Major court victory for beekeepers and the environment. Dow AgroSciences and EPA LOSE. [View all]

Last edited Fri Sep 11, 2015, 04:43 AM - Edit history (2)

The Court said the EPA relied on "flawed and limited data" in approving the insecticide. I wonder how often this happens.

Meanwhile, DOW AgroSciences is a major player in the GMO/GEO business. But of course they'd never be involved in marketing unsafe products based on sketchy research. We trust DOW completely because . . . science. Right?

Science is the only field in which everything is completely above-board and every practitioner is completely ethical and never motivated by profit.



http://www.nytimes.com/2015/09/11/business/energy-environment/big-win-for-beekeepers-as-court-voids-insecticide.html

A United States appeals court ruled on Thursday that federal regulators erred in allowing an insecticide developed by Dow AgroSciences onto the market, canceling its approval and giving environmentalists a major victory.

The ruling by the United States Court of Appeals for the Ninth Circuit, in San Francisco, is significant for commercial beekeepers and others who say a decline in bee colonies needed to pollinate key food crops is tied to the widespread use of a class of insecticides known as neonicotinoids.

The lawsuit was filed in 2013 against the Environmental Protection Agency by a number of organizations representing the honey and beekeeping industries. The groups specifically challenged the E.P.A. approval of insecticides containing sulfoxaflor, saying studies have shown they are highly toxic to honeybees. Sulfoxaflor is a neonicotinoid subclass, according to the ruling.


SNIP

In its ruling, the court found that the E.P.A. relied on “flawed and limited data” to approve the unconditional registration of sulfoxaflor, and that approval was not supported by “substantial evidence.”

In vacating the agency’s approval, the court said that “given the precariousness of bee populations, leaving the E.P.A.’s registration of sulfoxaflor in place risks more potential environmental harm than vacating it.”


]http://www.reuters.com/article/2014/09/18/us-agriculture-dow-enlist-idUSKBN0HD29120140918

Dow AgroSciences, a unit of Dow Chemical Co, has spent nearly five years seeking U.S. regulatory approval for the new herbicide product and new herbicide-tolerant crops that together Dow calls the "Enlist Weed Control System," which Dow projects has a $1 billion value for the company. The company hopes Enlist can be on the market in time for the 2015 U.S. planting season.

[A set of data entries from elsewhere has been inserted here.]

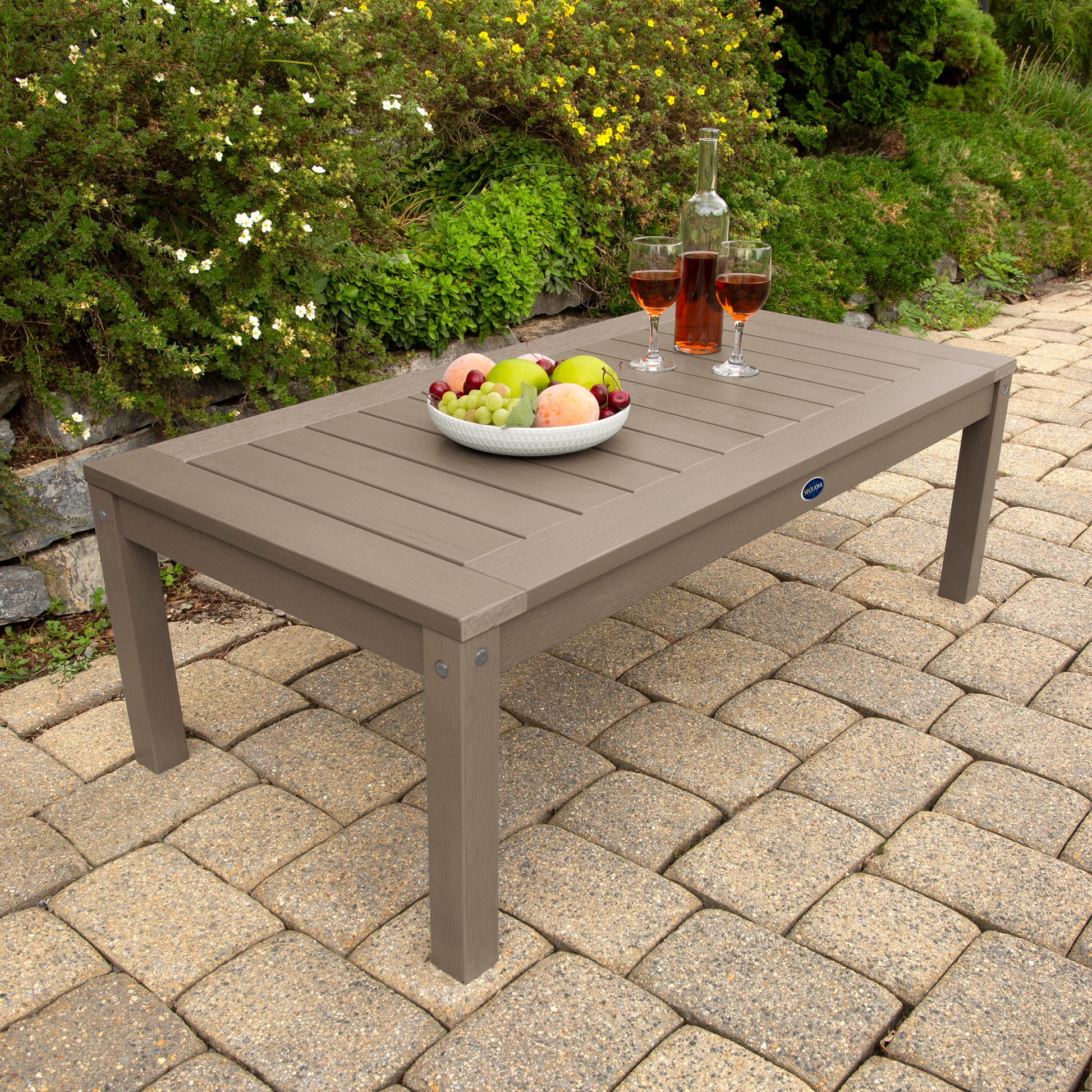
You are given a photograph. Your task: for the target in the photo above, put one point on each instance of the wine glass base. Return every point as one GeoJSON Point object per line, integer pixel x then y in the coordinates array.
{"type": "Point", "coordinates": [731, 370]}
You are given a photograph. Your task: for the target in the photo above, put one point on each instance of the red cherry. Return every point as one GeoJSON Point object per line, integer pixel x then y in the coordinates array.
{"type": "Point", "coordinates": [617, 401]}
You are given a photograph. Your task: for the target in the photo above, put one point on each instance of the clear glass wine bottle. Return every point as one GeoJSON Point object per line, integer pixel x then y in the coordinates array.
{"type": "Point", "coordinates": [704, 226]}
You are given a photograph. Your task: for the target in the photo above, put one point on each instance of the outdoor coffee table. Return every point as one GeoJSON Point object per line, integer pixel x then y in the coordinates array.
{"type": "Point", "coordinates": [353, 512]}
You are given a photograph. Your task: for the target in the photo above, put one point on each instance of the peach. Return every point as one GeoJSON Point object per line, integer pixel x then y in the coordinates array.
{"type": "Point", "coordinates": [456, 375]}
{"type": "Point", "coordinates": [566, 404]}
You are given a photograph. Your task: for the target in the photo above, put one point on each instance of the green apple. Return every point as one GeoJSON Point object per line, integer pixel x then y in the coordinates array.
{"type": "Point", "coordinates": [586, 371]}
{"type": "Point", "coordinates": [515, 373]}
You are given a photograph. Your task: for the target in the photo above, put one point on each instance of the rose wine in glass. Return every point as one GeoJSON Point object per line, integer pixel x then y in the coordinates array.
{"type": "Point", "coordinates": [743, 286]}
{"type": "Point", "coordinates": [704, 226]}
{"type": "Point", "coordinates": [655, 274]}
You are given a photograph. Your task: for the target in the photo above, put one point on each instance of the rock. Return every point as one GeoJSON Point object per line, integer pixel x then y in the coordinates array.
{"type": "Point", "coordinates": [457, 348]}
{"type": "Point", "coordinates": [43, 423]}
{"type": "Point", "coordinates": [23, 594]}
{"type": "Point", "coordinates": [554, 303]}
{"type": "Point", "coordinates": [59, 486]}
{"type": "Point", "coordinates": [946, 268]}
{"type": "Point", "coordinates": [11, 391]}
{"type": "Point", "coordinates": [72, 572]}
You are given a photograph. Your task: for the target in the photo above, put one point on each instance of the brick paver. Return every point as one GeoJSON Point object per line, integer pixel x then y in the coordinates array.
{"type": "Point", "coordinates": [745, 740]}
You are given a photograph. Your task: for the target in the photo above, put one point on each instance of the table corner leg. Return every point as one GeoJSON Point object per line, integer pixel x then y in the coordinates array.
{"type": "Point", "coordinates": [462, 692]}
{"type": "Point", "coordinates": [135, 594]}
{"type": "Point", "coordinates": [979, 455]}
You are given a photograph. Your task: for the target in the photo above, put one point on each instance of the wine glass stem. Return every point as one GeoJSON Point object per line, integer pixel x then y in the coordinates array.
{"type": "Point", "coordinates": [653, 354]}
{"type": "Point", "coordinates": [737, 353]}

"This regulatory process on Enlist... has been a lot of work. This has been very thoroughly tested," said Hassinger.

Farmers who plant Enlist crops can spray their fields with Enlist herbicide and kill weeds but not the crops. Dow, which had $7.1 billion in revenues in 2013, hopes Enlist will boost its share of the lucrative U.S. seed market, which now is dominated by Monsanto.

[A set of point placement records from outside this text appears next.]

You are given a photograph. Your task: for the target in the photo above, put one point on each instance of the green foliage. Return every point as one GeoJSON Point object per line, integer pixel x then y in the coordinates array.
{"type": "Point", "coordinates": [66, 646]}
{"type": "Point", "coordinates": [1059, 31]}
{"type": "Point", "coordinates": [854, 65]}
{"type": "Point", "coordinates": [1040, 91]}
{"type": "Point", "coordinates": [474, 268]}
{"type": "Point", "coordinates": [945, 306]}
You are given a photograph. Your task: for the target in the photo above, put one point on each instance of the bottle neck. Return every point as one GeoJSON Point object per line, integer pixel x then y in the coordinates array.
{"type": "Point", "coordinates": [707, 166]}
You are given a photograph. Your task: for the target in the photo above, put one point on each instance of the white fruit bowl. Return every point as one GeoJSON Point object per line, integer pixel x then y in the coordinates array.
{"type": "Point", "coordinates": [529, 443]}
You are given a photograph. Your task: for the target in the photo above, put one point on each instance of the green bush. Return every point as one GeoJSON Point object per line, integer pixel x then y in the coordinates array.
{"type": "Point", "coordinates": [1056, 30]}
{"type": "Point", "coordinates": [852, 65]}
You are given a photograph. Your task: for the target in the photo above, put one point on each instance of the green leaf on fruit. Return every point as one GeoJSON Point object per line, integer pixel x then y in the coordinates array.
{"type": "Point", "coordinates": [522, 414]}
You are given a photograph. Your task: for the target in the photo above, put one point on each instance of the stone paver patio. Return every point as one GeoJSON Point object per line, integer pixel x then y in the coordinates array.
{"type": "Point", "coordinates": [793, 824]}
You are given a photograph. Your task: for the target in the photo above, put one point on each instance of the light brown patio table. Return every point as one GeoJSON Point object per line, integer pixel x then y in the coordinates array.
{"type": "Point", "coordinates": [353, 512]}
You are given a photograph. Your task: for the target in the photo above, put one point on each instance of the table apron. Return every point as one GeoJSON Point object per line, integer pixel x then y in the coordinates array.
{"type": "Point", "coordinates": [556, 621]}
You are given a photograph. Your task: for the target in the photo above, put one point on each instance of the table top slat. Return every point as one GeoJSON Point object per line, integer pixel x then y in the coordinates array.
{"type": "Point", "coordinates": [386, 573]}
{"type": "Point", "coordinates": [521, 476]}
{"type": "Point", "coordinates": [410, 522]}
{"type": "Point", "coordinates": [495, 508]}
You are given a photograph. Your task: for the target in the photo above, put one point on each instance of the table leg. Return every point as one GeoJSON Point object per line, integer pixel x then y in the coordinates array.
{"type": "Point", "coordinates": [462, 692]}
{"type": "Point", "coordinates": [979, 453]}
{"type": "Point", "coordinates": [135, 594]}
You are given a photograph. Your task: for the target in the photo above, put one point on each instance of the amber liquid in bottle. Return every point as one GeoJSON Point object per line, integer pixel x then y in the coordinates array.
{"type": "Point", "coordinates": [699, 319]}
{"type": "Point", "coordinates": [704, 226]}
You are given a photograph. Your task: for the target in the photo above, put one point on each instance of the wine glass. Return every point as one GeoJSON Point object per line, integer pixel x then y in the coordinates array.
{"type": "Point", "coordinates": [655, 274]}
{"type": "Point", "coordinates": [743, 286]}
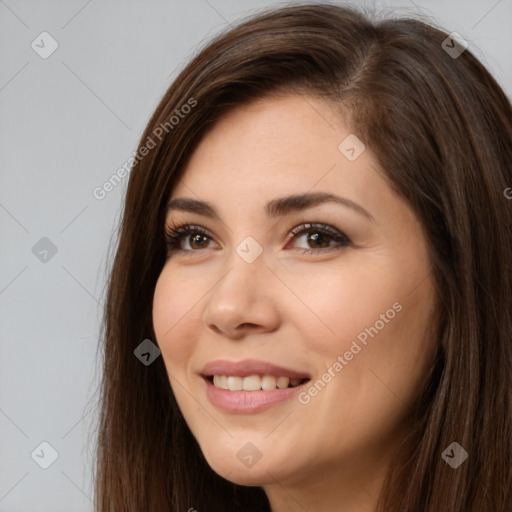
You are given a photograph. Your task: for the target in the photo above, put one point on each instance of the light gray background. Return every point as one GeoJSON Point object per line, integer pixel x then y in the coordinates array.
{"type": "Point", "coordinates": [67, 123]}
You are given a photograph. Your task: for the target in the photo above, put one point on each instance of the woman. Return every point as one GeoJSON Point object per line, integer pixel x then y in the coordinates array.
{"type": "Point", "coordinates": [316, 236]}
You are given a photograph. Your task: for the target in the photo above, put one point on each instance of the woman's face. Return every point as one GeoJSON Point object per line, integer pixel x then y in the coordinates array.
{"type": "Point", "coordinates": [345, 303]}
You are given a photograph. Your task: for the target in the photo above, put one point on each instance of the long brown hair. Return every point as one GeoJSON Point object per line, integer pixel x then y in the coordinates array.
{"type": "Point", "coordinates": [441, 128]}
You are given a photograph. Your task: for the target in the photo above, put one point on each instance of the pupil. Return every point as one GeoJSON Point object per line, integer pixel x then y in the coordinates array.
{"type": "Point", "coordinates": [197, 237]}
{"type": "Point", "coordinates": [317, 238]}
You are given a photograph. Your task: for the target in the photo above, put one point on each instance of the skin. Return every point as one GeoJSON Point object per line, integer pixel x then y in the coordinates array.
{"type": "Point", "coordinates": [295, 309]}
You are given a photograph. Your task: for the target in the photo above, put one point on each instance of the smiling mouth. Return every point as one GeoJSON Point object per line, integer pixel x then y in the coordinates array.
{"type": "Point", "coordinates": [253, 382]}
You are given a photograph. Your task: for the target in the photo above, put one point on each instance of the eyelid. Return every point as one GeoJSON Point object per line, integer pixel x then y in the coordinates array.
{"type": "Point", "coordinates": [176, 232]}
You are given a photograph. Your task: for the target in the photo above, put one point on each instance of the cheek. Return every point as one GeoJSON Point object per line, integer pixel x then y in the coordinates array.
{"type": "Point", "coordinates": [172, 311]}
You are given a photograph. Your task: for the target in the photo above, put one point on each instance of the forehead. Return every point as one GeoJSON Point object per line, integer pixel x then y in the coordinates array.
{"type": "Point", "coordinates": [277, 146]}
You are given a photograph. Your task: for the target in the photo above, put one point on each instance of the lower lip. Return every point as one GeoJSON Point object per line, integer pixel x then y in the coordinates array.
{"type": "Point", "coordinates": [247, 401]}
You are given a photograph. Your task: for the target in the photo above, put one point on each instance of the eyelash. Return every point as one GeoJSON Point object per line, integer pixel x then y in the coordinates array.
{"type": "Point", "coordinates": [175, 234]}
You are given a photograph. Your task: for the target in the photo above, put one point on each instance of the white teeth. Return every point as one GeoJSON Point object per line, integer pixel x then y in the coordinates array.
{"type": "Point", "coordinates": [254, 382]}
{"type": "Point", "coordinates": [268, 383]}
{"type": "Point", "coordinates": [235, 383]}
{"type": "Point", "coordinates": [251, 383]}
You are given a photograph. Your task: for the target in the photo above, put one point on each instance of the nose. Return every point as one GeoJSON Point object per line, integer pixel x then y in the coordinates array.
{"type": "Point", "coordinates": [243, 301]}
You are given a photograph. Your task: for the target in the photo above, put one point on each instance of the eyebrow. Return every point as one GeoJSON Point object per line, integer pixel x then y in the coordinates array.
{"type": "Point", "coordinates": [275, 208]}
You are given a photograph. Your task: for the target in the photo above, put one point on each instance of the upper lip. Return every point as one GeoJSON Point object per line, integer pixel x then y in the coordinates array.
{"type": "Point", "coordinates": [250, 367]}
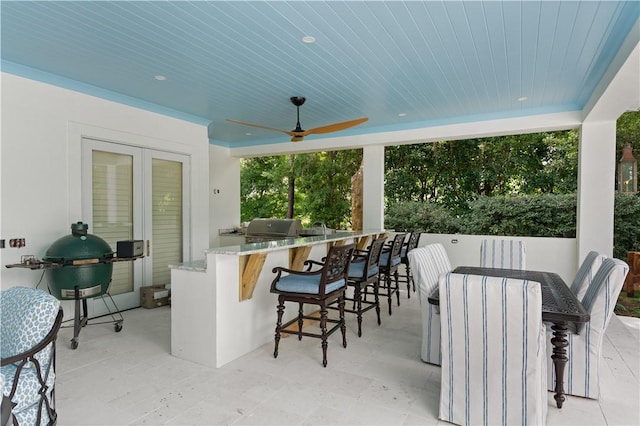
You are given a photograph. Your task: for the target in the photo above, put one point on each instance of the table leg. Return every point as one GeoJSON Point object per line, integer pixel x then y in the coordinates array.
{"type": "Point", "coordinates": [559, 358]}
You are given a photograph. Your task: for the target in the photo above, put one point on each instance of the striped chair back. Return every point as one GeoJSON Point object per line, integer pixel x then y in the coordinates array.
{"type": "Point", "coordinates": [493, 351]}
{"type": "Point", "coordinates": [430, 261]}
{"type": "Point", "coordinates": [582, 372]}
{"type": "Point", "coordinates": [506, 254]}
{"type": "Point", "coordinates": [427, 264]}
{"type": "Point", "coordinates": [586, 273]}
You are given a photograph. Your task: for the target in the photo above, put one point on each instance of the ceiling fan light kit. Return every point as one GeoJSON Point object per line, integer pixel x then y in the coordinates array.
{"type": "Point", "coordinates": [298, 133]}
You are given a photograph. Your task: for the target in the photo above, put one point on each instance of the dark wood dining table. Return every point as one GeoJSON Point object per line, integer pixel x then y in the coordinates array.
{"type": "Point", "coordinates": [559, 307]}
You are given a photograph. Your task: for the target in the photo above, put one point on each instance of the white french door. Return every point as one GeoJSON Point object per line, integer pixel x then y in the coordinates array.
{"type": "Point", "coordinates": [132, 193]}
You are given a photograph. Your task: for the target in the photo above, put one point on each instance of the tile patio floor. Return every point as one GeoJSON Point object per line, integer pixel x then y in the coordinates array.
{"type": "Point", "coordinates": [130, 378]}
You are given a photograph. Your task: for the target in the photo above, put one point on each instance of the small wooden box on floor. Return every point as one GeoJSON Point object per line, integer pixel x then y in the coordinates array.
{"type": "Point", "coordinates": [154, 296]}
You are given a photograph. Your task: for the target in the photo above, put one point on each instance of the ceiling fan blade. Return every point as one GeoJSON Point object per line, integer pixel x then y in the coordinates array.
{"type": "Point", "coordinates": [287, 132]}
{"type": "Point", "coordinates": [336, 126]}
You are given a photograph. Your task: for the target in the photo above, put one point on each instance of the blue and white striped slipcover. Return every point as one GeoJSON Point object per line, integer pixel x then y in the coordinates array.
{"type": "Point", "coordinates": [427, 263]}
{"type": "Point", "coordinates": [586, 273]}
{"type": "Point", "coordinates": [27, 315]}
{"type": "Point", "coordinates": [493, 351]}
{"type": "Point", "coordinates": [505, 254]}
{"type": "Point", "coordinates": [582, 371]}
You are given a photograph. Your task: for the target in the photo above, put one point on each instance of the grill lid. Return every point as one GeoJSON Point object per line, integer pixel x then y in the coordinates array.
{"type": "Point", "coordinates": [274, 227]}
{"type": "Point", "coordinates": [79, 245]}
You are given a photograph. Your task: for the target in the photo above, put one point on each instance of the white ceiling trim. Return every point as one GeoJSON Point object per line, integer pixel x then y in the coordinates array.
{"type": "Point", "coordinates": [619, 89]}
{"type": "Point", "coordinates": [476, 129]}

But threats of lawsuits by food safety and environmental groups who want to block Enlist could delay Dow's hopes to have farmers planting the new crops next spring. Critics have inundated regulators with predictions that Enlist herbicide, made with 2,4-dichlorophenoxyacetic acid, (2-4D), will increase already severe weed resistance problems on farms and create safety issues for consumers.